If you want to use a dataset that needs to be cleaned and transformed, you can simplify and streamline data preprocessing and feature engineering using Amazon SageMaker Data Wrangler. To learn more, see Prepare ML Data with Amazon SageMaker Data Wrangler.

Split the Dataset into Train, Validation, and Test Datasets

Using Sklearn, split the dataset into a training set and a test set. The training set is used to train the model, while the test set is used to evaluate the performance of the final trained model. The dataset is randomly sorted with the fixed random seed: 80 percent of the dataset for training set and 20 percent of it for a test set.

from sklearn.model_selection import train_test_split X_train, X_test, y_train, y_test = train_test_split(X, y, test_size=0.2, random_state=1) X_train_display = X_display.loc[X_train.index]

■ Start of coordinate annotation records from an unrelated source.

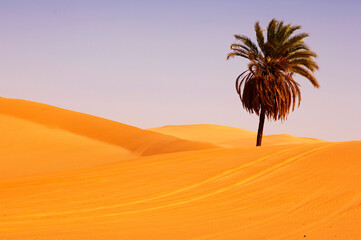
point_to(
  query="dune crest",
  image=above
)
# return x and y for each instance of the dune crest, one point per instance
(134, 139)
(225, 136)
(68, 175)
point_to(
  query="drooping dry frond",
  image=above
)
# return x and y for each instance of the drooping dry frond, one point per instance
(268, 83)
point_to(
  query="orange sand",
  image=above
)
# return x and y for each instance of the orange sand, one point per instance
(67, 175)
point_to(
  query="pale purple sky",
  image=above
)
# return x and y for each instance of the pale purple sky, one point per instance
(155, 63)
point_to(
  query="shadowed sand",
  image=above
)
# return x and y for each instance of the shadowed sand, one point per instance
(67, 175)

Split the training set to separate out a validation set. The validation set is used to evaluate the performance of the trained model while tuning the model's hyperparameters. 75 percent of the training set becomes the final training set, and the rest is the validation set.

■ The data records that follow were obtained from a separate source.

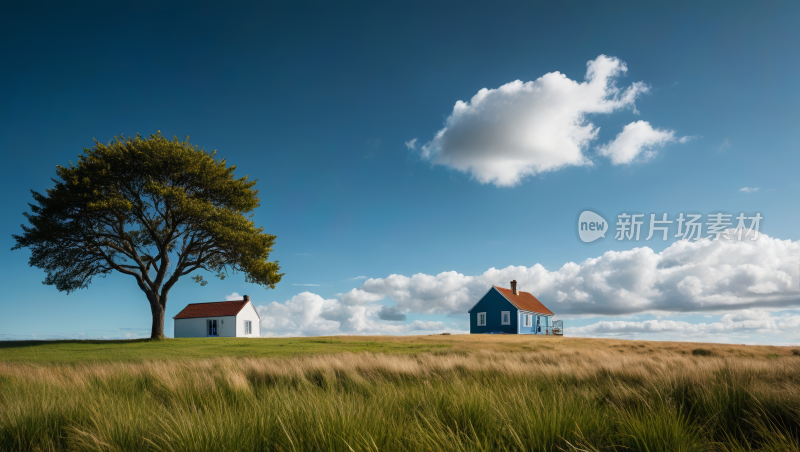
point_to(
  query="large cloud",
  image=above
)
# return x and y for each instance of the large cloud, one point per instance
(688, 276)
(747, 321)
(519, 129)
(309, 314)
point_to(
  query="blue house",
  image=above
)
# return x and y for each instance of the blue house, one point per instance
(510, 311)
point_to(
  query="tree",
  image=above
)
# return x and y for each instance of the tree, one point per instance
(136, 206)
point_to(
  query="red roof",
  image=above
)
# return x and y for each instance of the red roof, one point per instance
(216, 309)
(524, 301)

X_train, X_val, y_train, y_val = train_test_split(X_train, y_train, test_size=0.25, random_state=1) X_train_display = X_display.loc[X_train.index] X_val_display = X_display.loc[X_val.index]

Using the pandas package, explicitly align each dataset by concatenating the numeric features with the true labels.

import pandas as pd train = pd.concat([pd.Series(y_train, index=X_train.index, name='Income>50K', dtype=int), X_train], axis=1) validation = pd.concat([pd.Series(y_val, index=X_val.index, name='Income>50K', dtype=int), X_val], axis=1) test = pd.concat([pd.Series(y_test, index=X_test.index, name='Income>50K', dtype=int), X_test], axis=1)

Check if the dataset is split and structured as expected:


                The training dataset.

                The validation dataset.

                The test dataset.

Convert the Train and Validation Datasets to CSV Files

Convert the train and validation dataframe objects to CSV files to match the input file format for the XGBoost algorithm.

# Use 'csv' format to store the data # The first column is expected to be the output column train.to_csv('train.csv', index=False, header=False) validation.to_csv('validation.csv', index=False, header=False)

Upload the Datasets to Amazon S3

Using the SageMaker and Boto3, upload the training and validation datasets to the default Amazon S3 bucket. The datasets in the S3 bucket will be used by a compute-optimized SageMaker instance on Amazon EC2 for training.

The following code sets up the default S3 bucket URI for your current SageMaker session, creates a new demo-sagemaker-xgboost-adult-income-prediction folder, and uploads the training and validation datasets to the data subfolder.

import sagemaker, boto3, os bucket = sagemaker.Session().default_bucket() prefix = "demo-sagemaker-xgboost-adult-income-prediction" boto3.Session().resource('s3').Bucket(bucket).Object( os.path.join(prefix, 'data/train.csv')).upload_file('train.csv') boto3.Session().resource('s3').Bucket(bucket).Object( os.path.join(prefix, 'data/validation.csv')).upload_file('validation.csv')

Run the following Amazon CLI to check if the CSV files are successfully uploaded to the S3 bucket.

! aws s3 ls {bucket}/{prefix}/data --recursive

This should return the following output:

                Output of the CLI command to check the datasets in the S3 bucket.